Ma non è questo il punto. Vorrei che fosse chiara a tutti questa enorme pagliacciata dell’ECM, tale per cui ci si può procacciare i punti anche solo pagando le stesse persone che editano le rivistine online, e per corsi che magari poco o nulla hanno a che fare con il proprio lavoro quotidiano. Oppure, un po’ meno vergognosamente, è possibile fabbricarseli in casa propria con poco sforzo. Io, per esempio, qualche anno fa ho ottenuto il carico pieno partecipando a un corso aziendale sull’intelligenza emotiva: che, certo, ha implicazioni molto profonde sulla mia attività di medico e specialmente quando sono chiamato a disinnescare pazienti furibondi per motivi vari ed eventuali (che è da sempre la mia migliore performance lavorativa, altro che collo e torace), ma di sicuro non rassicurerebbe l’uomo della strada che avesse bisogno di certezze sul mio aggiornamento radiologico.

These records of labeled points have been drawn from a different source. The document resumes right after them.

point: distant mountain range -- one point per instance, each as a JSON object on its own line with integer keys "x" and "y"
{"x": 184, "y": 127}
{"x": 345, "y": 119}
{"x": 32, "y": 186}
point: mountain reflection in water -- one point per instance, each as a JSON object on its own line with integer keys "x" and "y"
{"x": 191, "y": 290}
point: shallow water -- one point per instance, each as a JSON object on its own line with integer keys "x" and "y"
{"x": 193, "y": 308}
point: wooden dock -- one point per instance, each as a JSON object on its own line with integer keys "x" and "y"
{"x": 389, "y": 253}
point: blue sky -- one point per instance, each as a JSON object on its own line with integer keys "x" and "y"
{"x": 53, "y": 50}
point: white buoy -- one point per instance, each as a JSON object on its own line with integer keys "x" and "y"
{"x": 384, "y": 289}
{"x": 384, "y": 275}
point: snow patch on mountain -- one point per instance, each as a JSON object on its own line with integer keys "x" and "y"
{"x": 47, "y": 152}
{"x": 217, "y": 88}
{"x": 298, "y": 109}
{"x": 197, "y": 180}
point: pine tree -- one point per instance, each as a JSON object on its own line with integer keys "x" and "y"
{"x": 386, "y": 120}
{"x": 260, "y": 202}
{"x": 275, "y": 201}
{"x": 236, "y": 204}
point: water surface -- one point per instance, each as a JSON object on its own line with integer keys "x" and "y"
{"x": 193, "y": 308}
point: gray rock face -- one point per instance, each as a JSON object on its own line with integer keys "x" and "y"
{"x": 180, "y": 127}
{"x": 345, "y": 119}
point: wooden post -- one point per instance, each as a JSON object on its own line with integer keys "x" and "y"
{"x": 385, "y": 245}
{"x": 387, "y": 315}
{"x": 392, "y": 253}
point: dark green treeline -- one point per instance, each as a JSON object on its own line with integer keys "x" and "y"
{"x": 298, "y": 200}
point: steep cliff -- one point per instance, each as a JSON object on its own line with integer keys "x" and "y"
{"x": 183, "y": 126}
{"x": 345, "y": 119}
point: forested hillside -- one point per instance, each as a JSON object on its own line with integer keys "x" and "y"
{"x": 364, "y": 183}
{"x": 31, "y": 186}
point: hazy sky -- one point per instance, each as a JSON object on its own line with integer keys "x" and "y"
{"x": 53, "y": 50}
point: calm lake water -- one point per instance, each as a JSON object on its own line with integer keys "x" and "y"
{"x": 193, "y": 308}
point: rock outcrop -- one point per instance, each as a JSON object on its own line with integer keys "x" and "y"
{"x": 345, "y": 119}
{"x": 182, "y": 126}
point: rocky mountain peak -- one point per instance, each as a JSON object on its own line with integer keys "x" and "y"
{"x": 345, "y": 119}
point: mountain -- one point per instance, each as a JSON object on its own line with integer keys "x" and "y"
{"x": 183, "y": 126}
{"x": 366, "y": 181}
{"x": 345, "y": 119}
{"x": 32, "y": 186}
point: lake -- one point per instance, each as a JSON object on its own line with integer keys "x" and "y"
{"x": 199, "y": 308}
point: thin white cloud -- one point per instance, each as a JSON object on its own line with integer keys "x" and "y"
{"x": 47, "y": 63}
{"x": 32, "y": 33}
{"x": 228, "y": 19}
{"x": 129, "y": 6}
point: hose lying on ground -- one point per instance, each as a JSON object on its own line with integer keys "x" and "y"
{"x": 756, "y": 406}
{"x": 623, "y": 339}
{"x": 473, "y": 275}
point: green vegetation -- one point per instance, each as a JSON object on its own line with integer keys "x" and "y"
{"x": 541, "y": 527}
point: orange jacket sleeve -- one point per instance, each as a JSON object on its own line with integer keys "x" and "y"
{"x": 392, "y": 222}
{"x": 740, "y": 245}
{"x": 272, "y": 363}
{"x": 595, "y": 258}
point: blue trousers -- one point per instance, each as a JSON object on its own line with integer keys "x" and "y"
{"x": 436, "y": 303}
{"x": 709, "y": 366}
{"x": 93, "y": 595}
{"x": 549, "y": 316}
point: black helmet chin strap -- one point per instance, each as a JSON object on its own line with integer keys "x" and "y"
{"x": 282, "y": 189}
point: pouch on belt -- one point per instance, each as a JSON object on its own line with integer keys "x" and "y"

E allora possiamo dircelo, visto che siamo tra noi: queste rivistine online, parassiti delle nostre caselle di posta elettronica, sono l’equivalente del terrorismo mediatico che affligge buona parte delle giornate che passiamo attaccati alla tivù o a internet, e il loro unico scopo è far sganciare soldi a medici sempre più sconfortati dalla situazione e timorosi della propria stessa ombra. Nessuno, in tutti questi anni, ha invece mai fatto luce sulla grande occasione perduta di questo aggiornamento obbligatorio: che alla fine si è trasformato, come troppo spesso capita in questo triste paese, nell’ennesimo affare sporco per traffichini di bassa lega. Senza contare il paradosso dei paradossi: quando diventi bravino, e magari ai congressi non vai più ad ascoltare ma a parlare, i punti te li danno con il lanternino, come se condividere la propria esperienza o aggiornarsi su quanto di nuovo la scienza propone non fosse uno sforzo cognitivo pari a quello di chi ai congressi va per imparare qualcosa. Insomma, la conoscenza non paga. Non in punti ECM, almeno.

Insomma, se qualcuno conosce il modo per eliminare definitivamente questo spam dalla mia casella di posta elettronica è pregato di comunicarmelo: darò massima diffusione alla iniziativa. Nel mentre, continuerò a sperare che questa storia del punteggio ECM e dell’aggiornamento professionale obbligatorio diventi una faccenda più seria di come al momento sia.


La canzone della clip è Giorno di pioggia, di Francesco De Gregori, tratto dall’album cosiddetto “della Pecora” del 1974. Ve la propongo perché domattina prendo l’aereo, armato solo di un piccolo zaino in cui ho ficcato un cambio di biancheria e l’iPad, e volo nelle mie terre natie a festeggiare i 30 anni dal diploma di liceo con i miei compagni di scuola: all’epoca io e Mario, il mio compagno di banco, la cantavamo spesso insieme suonando la chitarra. Tornerò il giorno dopo, si spera: l’idea di rivederli tutti insieme, dopo tanto tempo, e di raggiungerli viaggiando così leggero, mi esalta oltre misura. Per me, credetemi, è il momento giusto per cominciare a lasciare qualcosa dietro le scarpe. Davanti ai nostri occhi l’orizzonte è sempre più limpido, se si pensa alle brume del passato.